Indian stock market investor

 Vijay Kishanlal Kedia is an Indian investor born in Kolkata.

== Career ==
He realized his passion for the stock market when he was 14 and started trading at 19, without success. After few years he left his hometown Kolkata and came to Mumbai to try his luck. In 2004 and 2005 he identified and invested in three such shares (Atul auto, Aegis logistics, Cera sanitaryware) which appreciated more than 100 times in next 10 to 12 years. In early 2012, he correctly predicted that India was at the beginning of a structural bull run. In 2016, Kedia was featured at #13 in Business World list of Successful Investors In India. In 2017, "MoneyLife Advisory" launched an "Ask Vijay Kedia" microsite, and Kedia's portfolio stocks rose up to 170%. In 2018, he was invited to speak at London Business School. In November of the same year, he was invited to speak at TEDx. He also participated in a Tedx event held in Jai Hind College, Mumbai alongside other speakers like filmmaker Ramon Chibb, Indian mental health practitioner Riri Trivedi and Indian Olympian Suma Shirur among others.

== Investment strategy ==

Kedia strictly adheres to SMILE as a principle in investing; which translates into Small in size, Medium in experience, Large in aspiration and Extra-large in market potential.
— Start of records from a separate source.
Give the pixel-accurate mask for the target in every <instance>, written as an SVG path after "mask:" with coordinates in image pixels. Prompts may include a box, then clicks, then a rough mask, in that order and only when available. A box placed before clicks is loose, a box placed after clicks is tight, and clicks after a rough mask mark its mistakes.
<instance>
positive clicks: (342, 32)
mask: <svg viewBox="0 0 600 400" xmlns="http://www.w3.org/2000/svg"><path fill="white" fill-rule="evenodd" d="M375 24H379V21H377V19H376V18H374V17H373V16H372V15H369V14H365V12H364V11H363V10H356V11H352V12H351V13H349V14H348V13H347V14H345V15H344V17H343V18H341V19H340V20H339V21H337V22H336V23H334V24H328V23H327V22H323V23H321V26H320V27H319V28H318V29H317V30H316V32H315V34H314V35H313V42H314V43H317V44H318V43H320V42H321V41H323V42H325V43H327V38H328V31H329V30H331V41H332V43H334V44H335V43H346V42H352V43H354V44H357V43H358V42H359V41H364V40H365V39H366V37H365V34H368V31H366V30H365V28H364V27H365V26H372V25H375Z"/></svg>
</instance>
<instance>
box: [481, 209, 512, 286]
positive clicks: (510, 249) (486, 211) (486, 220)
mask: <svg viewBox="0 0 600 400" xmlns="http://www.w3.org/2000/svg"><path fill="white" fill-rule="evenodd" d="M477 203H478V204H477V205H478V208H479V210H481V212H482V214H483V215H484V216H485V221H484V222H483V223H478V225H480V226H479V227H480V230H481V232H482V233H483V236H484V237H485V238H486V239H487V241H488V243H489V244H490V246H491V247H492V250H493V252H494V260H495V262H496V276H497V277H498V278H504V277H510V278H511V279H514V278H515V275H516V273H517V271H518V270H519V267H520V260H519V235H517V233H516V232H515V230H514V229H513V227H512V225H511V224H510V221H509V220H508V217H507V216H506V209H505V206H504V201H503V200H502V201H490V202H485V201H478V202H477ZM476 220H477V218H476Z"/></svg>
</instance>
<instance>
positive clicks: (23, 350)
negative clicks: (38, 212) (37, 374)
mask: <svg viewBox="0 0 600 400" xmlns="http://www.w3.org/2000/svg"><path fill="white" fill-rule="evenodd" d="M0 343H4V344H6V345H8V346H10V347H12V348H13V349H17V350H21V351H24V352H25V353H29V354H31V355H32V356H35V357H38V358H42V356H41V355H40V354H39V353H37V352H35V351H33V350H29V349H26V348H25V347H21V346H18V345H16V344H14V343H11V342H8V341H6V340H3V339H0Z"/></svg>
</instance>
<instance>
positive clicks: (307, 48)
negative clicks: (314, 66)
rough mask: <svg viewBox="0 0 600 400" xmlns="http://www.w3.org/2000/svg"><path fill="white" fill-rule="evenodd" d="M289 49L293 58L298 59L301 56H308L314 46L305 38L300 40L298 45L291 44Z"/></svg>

On his investment strategy, Kedia said: "One should scout for companies which have good management... Find a very good management, a very honest management and see the product in which the management is going to grow, going to outperform its peers and the economy... invest in those companies for the next 10–15 years, and you cannot go wrong." Bet big and ride through tough times is his advice. While luck plays a big part in stock market investments, knowledge, courage and patience are the cornerstones according to him. He has been 100 percent invested for the past 30 years of his investing career.

As of 2023, he is holding almost 15 stocks with a net worth of over Rs. 1,467.6 Crore.